[PATCH] D101444: [demangler] Initial support for the new Rust mangling scheme

Tomasz Miąsko via Phabricator via llvm-commits llvm-commits at lists.llvm.org
Fri Apr 30 05:46:35 PDT 2021


tmiasko added a comment.

@dblaikie thanks for review!



================
Comment at: llvm/include/llvm/Demangle/RustDemangle.h:8
+//===----------------------------------------------------------------------===//
+
+#ifndef LLVM_DEMANGLE_RUSTDEMANGLE_H
----------------
dblaikie wrote:
> Got a link to a spec for the mangling scheme that could go somewhere up here? (and/or in the .cpp file)
Included a link to a specification in the .cpp file.


================
Comment at: llvm/include/llvm/Demangle/RustDemangle.h:31
+  // Maximum recursion level. Used to avoid stack overflow.
+  const size_t MaxRecursionLevel;
+  // Current recursion level.
----------------
dblaikie wrote:
> Does the itanium demangler have a similar recursion limit handler? I didn't find one while quickly glancing around - would be good to understand any differences/tradeoffs here.
In Rust mangling scheme, backreferences are given as offsets in the mangled symbol. Without any limits or additional protections, it would be easy to create a symbol that would lead to a stack overflow during demangling. I would consider a recursion limit to be necessary for fuzzing.

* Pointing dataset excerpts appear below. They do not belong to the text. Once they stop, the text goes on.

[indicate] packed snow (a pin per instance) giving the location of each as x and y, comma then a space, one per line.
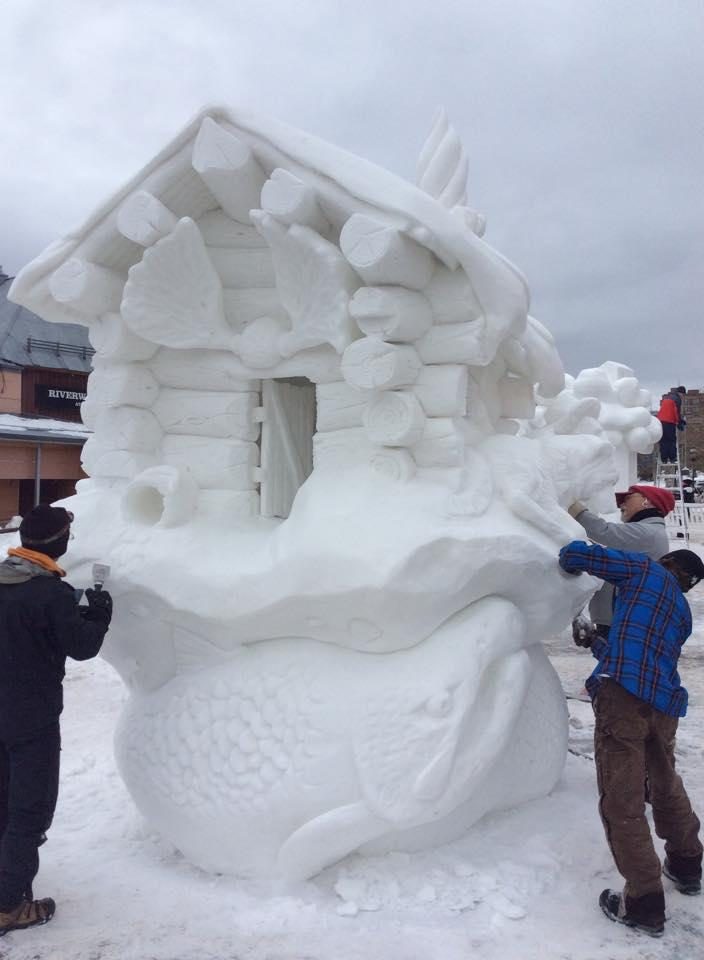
522, 885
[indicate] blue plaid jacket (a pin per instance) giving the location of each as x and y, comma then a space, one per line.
651, 622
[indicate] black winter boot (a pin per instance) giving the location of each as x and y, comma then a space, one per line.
685, 873
645, 913
28, 913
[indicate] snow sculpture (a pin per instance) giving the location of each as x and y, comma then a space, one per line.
331, 531
605, 401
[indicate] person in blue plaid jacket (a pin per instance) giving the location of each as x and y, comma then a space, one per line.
638, 700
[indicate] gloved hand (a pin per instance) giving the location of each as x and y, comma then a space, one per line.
99, 606
583, 631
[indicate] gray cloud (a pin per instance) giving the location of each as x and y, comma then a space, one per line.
582, 122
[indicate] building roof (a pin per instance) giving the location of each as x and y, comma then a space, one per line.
41, 430
28, 341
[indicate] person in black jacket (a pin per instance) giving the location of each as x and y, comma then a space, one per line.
41, 624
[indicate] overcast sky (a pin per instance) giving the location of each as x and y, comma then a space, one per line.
583, 121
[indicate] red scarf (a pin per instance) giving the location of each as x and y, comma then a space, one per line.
41, 559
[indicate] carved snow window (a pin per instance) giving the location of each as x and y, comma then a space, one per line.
286, 442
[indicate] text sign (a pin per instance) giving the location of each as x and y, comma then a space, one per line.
57, 397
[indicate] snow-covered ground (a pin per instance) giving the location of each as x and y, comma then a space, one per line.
522, 885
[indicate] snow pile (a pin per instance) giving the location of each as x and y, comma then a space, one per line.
333, 540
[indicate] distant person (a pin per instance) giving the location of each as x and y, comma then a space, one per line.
638, 698
642, 530
671, 418
41, 624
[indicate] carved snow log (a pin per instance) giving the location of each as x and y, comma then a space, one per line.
243, 306
215, 464
112, 339
128, 428
452, 343
339, 449
87, 287
517, 397
339, 405
318, 364
116, 385
90, 408
442, 389
208, 414
394, 464
381, 254
394, 418
229, 169
373, 364
219, 230
392, 313
291, 201
442, 444
243, 269
99, 460
452, 296
201, 370
144, 219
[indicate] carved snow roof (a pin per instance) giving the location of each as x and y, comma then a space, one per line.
346, 184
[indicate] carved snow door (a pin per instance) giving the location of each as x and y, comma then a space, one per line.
287, 442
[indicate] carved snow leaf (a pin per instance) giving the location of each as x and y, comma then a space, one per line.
442, 172
314, 283
174, 296
442, 165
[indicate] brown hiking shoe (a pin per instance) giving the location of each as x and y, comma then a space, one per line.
28, 913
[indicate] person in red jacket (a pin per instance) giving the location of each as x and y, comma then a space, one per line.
671, 419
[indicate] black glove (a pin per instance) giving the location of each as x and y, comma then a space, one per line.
99, 606
583, 632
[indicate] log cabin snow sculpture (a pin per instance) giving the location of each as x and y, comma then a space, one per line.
333, 554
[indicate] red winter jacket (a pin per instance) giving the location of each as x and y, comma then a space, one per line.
669, 410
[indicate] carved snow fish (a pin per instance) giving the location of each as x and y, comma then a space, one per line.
305, 771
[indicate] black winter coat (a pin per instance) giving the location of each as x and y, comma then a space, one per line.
40, 625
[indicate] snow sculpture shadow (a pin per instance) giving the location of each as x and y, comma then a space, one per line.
330, 504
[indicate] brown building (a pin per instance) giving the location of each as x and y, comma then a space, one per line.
43, 373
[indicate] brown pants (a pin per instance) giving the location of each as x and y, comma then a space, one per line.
632, 742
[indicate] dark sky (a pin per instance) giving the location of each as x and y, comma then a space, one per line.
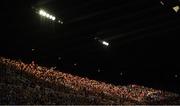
143, 34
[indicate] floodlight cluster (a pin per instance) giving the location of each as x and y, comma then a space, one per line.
47, 15
105, 43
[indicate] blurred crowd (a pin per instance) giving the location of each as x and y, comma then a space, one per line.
73, 87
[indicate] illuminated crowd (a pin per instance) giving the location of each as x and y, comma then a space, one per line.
50, 85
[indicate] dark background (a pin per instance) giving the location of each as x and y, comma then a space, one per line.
143, 37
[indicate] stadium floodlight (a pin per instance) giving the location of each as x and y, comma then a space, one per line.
53, 18
176, 8
162, 2
47, 15
105, 43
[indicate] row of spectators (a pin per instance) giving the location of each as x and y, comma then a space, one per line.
88, 88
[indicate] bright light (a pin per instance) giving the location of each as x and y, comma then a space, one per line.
60, 22
176, 8
53, 18
162, 2
105, 43
45, 14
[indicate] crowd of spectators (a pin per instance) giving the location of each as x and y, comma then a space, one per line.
47, 84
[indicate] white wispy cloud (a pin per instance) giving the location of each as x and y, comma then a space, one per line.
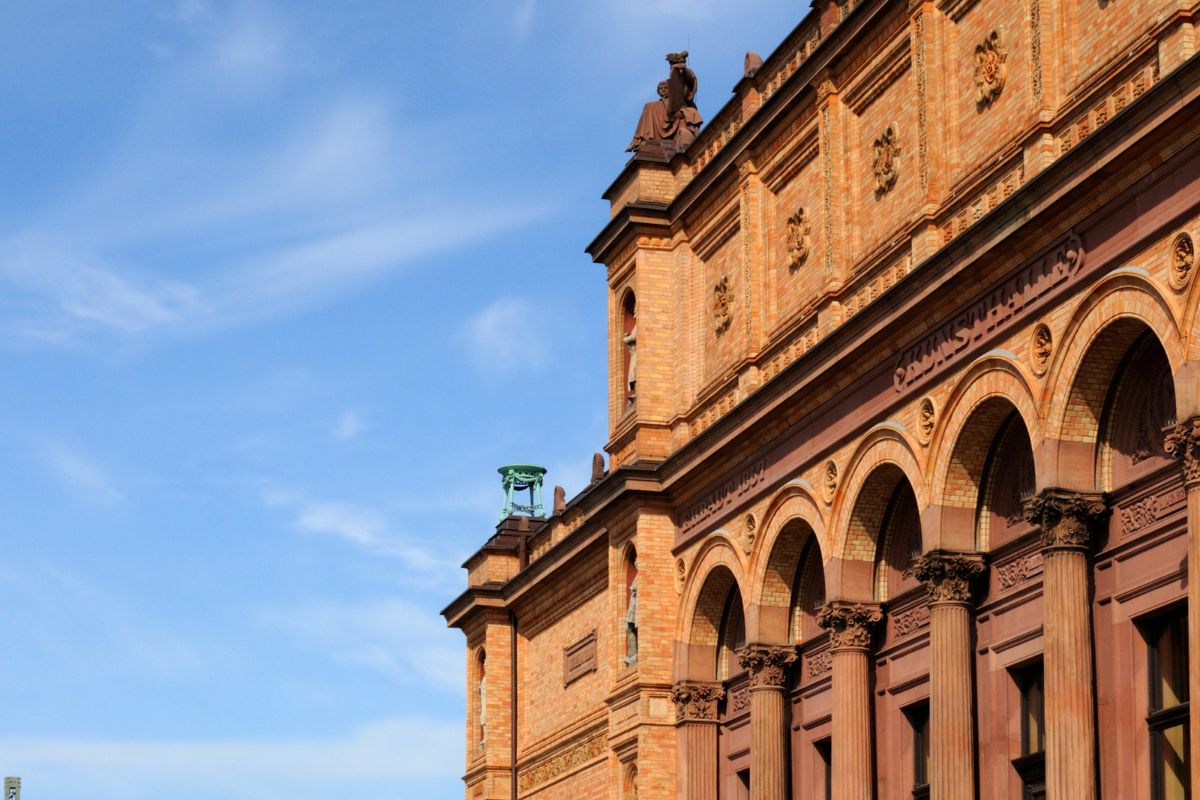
349, 426
83, 475
390, 637
499, 337
400, 747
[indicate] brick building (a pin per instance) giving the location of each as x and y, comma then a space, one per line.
907, 470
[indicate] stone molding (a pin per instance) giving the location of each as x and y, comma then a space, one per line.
696, 702
850, 625
948, 577
767, 663
1065, 517
1182, 441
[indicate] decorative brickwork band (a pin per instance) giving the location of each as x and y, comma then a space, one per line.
948, 577
850, 626
1183, 443
696, 702
1065, 517
767, 663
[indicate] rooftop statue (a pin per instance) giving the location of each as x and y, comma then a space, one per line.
672, 118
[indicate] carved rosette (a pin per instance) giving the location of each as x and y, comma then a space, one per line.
849, 626
948, 577
723, 306
696, 702
1042, 349
1183, 258
1065, 517
799, 239
767, 663
991, 67
1182, 441
886, 160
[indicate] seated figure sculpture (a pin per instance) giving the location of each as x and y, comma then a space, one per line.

As far as I understand this isn't a problem for itanium demangler, where substitutions cannot refer to components that are yet to be demangled. Although the implementation has some form of protection against stack overflow in the form of `Printing` field.


================
Comment at: llvm/include/llvm/Demangle/RustDemangle.h:35
+
+  // Input string that is being demangled (without "_R" prefix if any).
+  StringView Input;
----------------
dblaikie wrote:
> This comment seems incorrect - the `demangle` function is passed a string that includes the "_R" prefix, and parses that before doing anything else?
I reorganized the code so that input is assigned only after removing the prefix.

The motivation for this becomes more apparent later; backreferences start from the end of the prefix.


================
Comment at: llvm/include/llvm/Demangle/RustDemangle.h:49
+
+  bool demangle(const char *Mangled, size_t MangledLen);
+
----------------
dblaikie wrote:
> Looks like this part of the API isn't designed to be drop-in compatible with the itanium demangler API, yeah? (because the itanium one takes the buffer in the ctor rather than in a separate function, and takes the buffer as start/end rather than start/length)
> 
> If that's the case - any particular reason for this divergence and if we're diverging anyway, perhaps this could use a StringView parameter type rather than a decomposed start+length?
I expect that rustDemangle will be the entry point, so there are no compatibility concerns here.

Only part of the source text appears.